Diamond grinding to reduce highway noise

One Lake County community is paying out of its own pocket to reduce noise on I-294 by diamond grinding the road:

The village [of Green Oak] will pay nearly $338,000 for a process called diamond grinding to hopefully reduce the racket along that stretch of road.

“The idea here was to grind it and produce a quieter pavement and pavement noise in the lower frequency range so it wasn’t so obnoxious,” Village Engineer Bill Rickert said.

That sound also described as “singing” by Rickert spurred several complaints after the tollway widening was completed about three years ago, and sent village leaders on a quest for a solution…

In the simplest terms, the concrete road surface had been tined or grooved perpendicular to the road surface, he said. The diamond grinding changed the grooves to run parallel, evoking “more of a corduroy-type feel,” and theoretically producing lower noise levels in frequencies less noticeable to the human ear.

While diamond grinding emerged as the village’s proposed solution, it isn’t used by the tollway as a noise reducing technique.

It would be interesting to see how this solution compares with building sound barriers – is diamond grinding cheaper or more effective? If this is an effective technique and people agree about this, why doesn’t the Tollway use it?

I have had some more interest in this lately because our neighborhood borders a busy arterial road that is being expanded from 2 to 4 lanes. Because of this, sound barriers have been installed. I don’t think they look too bad with a sort of faux beige brick look. Granted, I don’t live in a house that backs up to these walls and I assume there is a price (in housing value) to pay for backing up to these walls. Going further, at night we can faintly hear the nearby highway that is 1.5 miles away – it is a sort of background noise. But having grown up close to a railroad track which produced more sporadic but louder noise, can’t you simply get used to these things? Perhaps the difference here is that people in these neighborhoods near the Tri-State haven’t had this level of noise until the highway was expanded.

Shopping malls and noise devices to discourage loitering

A shopping mall in Washington D.C. has installed a noise device, the Mosquito, to discourage loitering:

The owners of the Gallery Place commercial strip have installed an anti-loitering noise device — one to discourage any loiterers, not just teens. Gallery Place has further urged the D.C. Council to pass an anti-loitering ordinance, something the city currently lacks.

Youths in particular are said to be sensitive to a greater range of high-pitch sounds. But Gallery Place Partners, LLC, insists they did not install the “state-of-the-art safety feature” to target teens alone.
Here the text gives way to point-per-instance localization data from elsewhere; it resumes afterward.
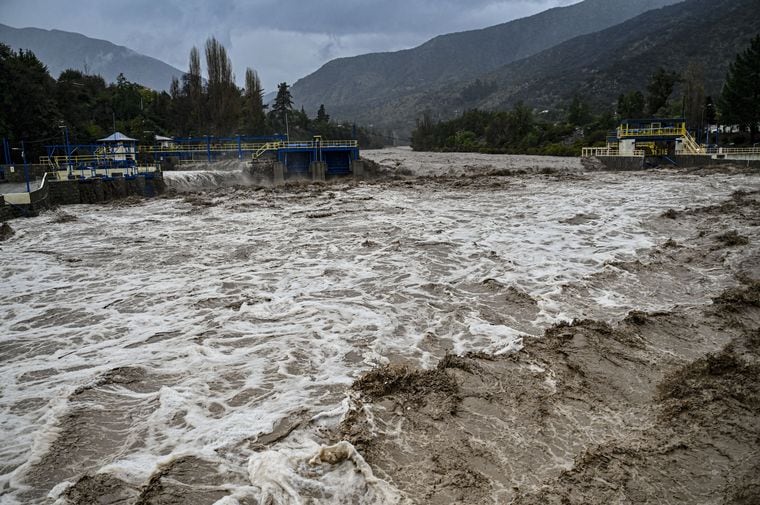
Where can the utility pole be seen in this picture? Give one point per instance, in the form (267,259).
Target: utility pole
(26,167)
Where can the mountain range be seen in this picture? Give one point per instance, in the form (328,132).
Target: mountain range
(352,88)
(61,50)
(597,67)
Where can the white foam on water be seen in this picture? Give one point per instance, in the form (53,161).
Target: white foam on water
(294,475)
(242,317)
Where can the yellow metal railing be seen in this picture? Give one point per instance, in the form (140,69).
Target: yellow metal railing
(589,152)
(691,145)
(624,131)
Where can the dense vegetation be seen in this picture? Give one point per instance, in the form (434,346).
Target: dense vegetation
(39,109)
(597,67)
(377,88)
(520,130)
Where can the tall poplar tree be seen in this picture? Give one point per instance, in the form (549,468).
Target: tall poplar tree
(740,99)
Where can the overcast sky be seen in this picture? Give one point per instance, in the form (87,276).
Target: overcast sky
(282,40)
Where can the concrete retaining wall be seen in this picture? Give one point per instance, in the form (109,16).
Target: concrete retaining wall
(78,191)
(687,161)
(17,174)
(622,162)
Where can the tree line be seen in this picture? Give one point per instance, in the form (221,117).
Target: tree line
(522,130)
(40,110)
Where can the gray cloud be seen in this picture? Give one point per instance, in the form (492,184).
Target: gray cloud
(282,39)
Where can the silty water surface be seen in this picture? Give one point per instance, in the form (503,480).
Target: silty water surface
(138,335)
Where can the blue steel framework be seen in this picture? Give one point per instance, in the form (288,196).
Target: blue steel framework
(87,159)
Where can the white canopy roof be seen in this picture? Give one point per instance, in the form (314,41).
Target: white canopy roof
(117,137)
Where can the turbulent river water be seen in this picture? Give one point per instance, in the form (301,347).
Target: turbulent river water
(199,327)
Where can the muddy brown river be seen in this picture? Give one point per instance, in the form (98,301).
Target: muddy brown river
(201,347)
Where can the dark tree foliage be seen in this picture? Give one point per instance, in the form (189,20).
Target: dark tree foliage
(254,118)
(740,99)
(631,105)
(710,112)
(322,115)
(513,131)
(38,109)
(579,112)
(28,109)
(223,95)
(659,89)
(86,104)
(283,101)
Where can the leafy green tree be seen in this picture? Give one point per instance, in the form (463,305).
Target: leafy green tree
(694,94)
(283,101)
(422,136)
(195,109)
(254,118)
(659,89)
(283,104)
(322,115)
(84,103)
(740,99)
(578,113)
(631,105)
(223,94)
(709,111)
(27,100)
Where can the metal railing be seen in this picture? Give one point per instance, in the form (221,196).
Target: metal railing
(589,152)
(675,131)
(733,150)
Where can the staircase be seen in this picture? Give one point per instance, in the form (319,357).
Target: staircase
(691,146)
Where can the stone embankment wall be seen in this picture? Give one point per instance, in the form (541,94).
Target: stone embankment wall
(76,191)
(686,161)
(15,172)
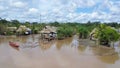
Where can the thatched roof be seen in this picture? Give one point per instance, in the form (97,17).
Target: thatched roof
(23,28)
(48,29)
(12,28)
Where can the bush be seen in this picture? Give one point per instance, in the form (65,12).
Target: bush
(83,32)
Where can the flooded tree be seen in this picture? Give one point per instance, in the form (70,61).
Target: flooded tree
(106,35)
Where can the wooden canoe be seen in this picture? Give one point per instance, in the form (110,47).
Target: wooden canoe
(13,44)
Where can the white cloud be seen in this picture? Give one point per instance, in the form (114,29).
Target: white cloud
(18,4)
(32,10)
(60,10)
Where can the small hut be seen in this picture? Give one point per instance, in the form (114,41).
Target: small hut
(23,30)
(49,32)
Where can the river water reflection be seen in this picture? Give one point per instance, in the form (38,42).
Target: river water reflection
(68,53)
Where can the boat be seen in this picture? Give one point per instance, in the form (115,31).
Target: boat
(13,44)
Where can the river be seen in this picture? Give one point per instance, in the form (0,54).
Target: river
(67,53)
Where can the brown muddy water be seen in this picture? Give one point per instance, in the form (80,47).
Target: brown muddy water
(68,53)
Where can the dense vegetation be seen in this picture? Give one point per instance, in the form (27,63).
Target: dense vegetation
(105,33)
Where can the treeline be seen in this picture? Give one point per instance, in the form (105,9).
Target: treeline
(66,29)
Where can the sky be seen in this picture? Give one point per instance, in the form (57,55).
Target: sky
(61,10)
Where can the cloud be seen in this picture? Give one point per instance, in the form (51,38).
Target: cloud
(61,10)
(18,4)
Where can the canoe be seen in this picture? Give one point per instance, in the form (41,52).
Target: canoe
(13,44)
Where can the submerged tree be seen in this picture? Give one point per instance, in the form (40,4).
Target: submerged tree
(83,32)
(106,35)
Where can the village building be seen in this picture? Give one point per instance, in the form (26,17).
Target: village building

According to Gallery Place, the Mosquito installed in the Metro plaza is set to a tone that can be heard by people of all ages.

I recall reading that prior attempts to install such devices were accused of being targeted at teenagers because they can better hear and are therefore more annoyed with high-pitched noise-making devices. It sounds like this shopping center is pitching the device as a boon for all users – but are teenagers still the main target?

But this is also a reminder that shopping malls are not public spaces. Even though they are often function as such as place with crowds gathering just to hang out, they are privately owned and the owners are ultimately interested in making money.

Bonus: a link at the bottom of the news story to that takes you to the makers of the Mosquito where you can then find how annoying you find the Mosquito!